WTO is an international institution that oversees the rules for global trade among 164 member countries and 25 observer countries and governments. Countries of the global south should initiate reforms in the flawed agreements instead of leaving the multilateral trading system. Developing countries should explore available options which could provide potential solutions to revive DSM.
India’s experiences on bilateral trade agreements (BTAs) are not encouraging. India and South Korea entered into a Comprehensive Economic Partnership Agreement (CEPA) in 2009. For 2023, India’s exports to South Korea amounted to USD 6.286 billion, marking a 16.61 per cent decrease annually, while imports from South Korea reached USD 21.361 billion, showing a 3.19 per cent annual increase.

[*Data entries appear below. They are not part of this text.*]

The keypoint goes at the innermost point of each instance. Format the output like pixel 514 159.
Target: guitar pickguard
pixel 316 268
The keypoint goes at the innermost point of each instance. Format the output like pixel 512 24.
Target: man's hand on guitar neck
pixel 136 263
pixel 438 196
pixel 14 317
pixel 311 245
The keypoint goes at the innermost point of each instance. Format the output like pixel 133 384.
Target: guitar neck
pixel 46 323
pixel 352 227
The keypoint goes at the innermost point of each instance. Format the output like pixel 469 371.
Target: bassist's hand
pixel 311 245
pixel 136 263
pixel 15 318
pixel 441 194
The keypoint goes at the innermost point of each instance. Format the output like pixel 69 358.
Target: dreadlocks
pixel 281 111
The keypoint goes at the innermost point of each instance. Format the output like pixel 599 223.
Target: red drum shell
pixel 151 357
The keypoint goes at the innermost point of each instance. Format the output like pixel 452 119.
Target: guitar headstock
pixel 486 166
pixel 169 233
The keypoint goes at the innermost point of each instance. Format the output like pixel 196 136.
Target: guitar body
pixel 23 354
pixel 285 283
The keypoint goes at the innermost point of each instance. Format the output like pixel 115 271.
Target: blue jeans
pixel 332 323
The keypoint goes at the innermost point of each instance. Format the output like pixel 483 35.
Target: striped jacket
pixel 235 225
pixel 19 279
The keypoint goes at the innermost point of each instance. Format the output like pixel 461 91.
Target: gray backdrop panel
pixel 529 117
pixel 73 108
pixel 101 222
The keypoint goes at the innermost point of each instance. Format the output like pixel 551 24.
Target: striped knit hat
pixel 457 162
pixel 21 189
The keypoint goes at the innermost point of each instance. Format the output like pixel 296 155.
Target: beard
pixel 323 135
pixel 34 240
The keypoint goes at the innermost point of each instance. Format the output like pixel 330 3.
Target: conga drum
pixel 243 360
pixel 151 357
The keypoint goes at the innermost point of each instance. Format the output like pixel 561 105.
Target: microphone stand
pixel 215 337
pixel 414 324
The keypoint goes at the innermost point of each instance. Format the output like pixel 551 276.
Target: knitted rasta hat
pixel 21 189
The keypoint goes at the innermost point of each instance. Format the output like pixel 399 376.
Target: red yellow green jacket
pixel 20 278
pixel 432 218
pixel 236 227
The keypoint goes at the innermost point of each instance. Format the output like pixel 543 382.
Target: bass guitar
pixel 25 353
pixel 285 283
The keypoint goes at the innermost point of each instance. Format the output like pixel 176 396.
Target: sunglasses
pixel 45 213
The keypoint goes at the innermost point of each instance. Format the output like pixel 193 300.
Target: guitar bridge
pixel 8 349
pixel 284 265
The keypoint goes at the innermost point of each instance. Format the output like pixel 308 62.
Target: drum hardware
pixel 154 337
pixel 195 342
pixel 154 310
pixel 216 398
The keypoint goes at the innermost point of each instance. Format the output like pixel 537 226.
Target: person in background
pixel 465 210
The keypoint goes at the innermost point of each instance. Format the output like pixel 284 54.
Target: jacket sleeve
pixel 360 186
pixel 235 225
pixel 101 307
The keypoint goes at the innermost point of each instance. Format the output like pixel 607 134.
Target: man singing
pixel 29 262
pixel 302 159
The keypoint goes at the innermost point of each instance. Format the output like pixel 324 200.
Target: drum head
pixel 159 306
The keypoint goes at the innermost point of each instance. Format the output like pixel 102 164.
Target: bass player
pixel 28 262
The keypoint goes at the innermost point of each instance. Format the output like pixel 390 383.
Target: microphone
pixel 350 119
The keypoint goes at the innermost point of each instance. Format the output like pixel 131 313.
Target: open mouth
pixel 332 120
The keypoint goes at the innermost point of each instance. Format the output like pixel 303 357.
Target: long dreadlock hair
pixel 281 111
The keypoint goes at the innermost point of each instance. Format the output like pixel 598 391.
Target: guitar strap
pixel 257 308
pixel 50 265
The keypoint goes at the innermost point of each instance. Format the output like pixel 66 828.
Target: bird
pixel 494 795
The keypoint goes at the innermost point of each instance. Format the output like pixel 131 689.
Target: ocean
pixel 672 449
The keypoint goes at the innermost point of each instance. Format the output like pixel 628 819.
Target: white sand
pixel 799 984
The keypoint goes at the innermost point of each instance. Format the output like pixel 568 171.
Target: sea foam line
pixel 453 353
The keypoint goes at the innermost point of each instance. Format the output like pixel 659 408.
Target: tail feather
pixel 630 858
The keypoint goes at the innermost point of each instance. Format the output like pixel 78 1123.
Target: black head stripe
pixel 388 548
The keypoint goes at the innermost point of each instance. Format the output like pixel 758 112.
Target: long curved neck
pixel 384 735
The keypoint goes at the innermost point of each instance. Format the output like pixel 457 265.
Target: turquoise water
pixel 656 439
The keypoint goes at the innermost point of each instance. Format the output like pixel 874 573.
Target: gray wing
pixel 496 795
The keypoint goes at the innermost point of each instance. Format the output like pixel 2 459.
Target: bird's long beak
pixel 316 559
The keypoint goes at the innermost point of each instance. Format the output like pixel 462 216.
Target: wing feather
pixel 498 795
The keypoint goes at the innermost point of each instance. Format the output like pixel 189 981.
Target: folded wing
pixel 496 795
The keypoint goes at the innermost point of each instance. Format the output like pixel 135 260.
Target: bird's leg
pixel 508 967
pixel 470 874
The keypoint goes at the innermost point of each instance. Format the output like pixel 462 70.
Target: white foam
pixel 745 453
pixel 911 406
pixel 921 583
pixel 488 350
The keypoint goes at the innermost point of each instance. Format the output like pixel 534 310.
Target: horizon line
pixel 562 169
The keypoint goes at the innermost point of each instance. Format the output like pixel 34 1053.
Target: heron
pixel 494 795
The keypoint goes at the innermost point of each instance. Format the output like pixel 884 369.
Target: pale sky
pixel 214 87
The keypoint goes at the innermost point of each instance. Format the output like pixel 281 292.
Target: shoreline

Another CEPA with Japan, in 2011, aiming to mitigate the trade imbalance with Tokyo also failed to achieve its stated objectives. In 2023 India’s imports from Japan totalled USD 17.506 billion while exports to Japan amounted to USD 5.084 billion. Since 2010-11, Japan’s exports to India have doubled from USD 8.62 billion, whereas India’s exports to Japan have remained relatively stagnant.
In 2013, China initiated an alternative global trade system in the name of Bridge and Road Initiative—the 21st century Silk Road. As of December 2023, over 150 countries, including China, had signed documents to join China’s Belt and Road Initiative (BRI). Should the USA ditch WTO, BRI may emerge as an alternative multilateral trading organisation replacing WTO. For its benefit, India should join BRI and the Modi government must improve ties with China.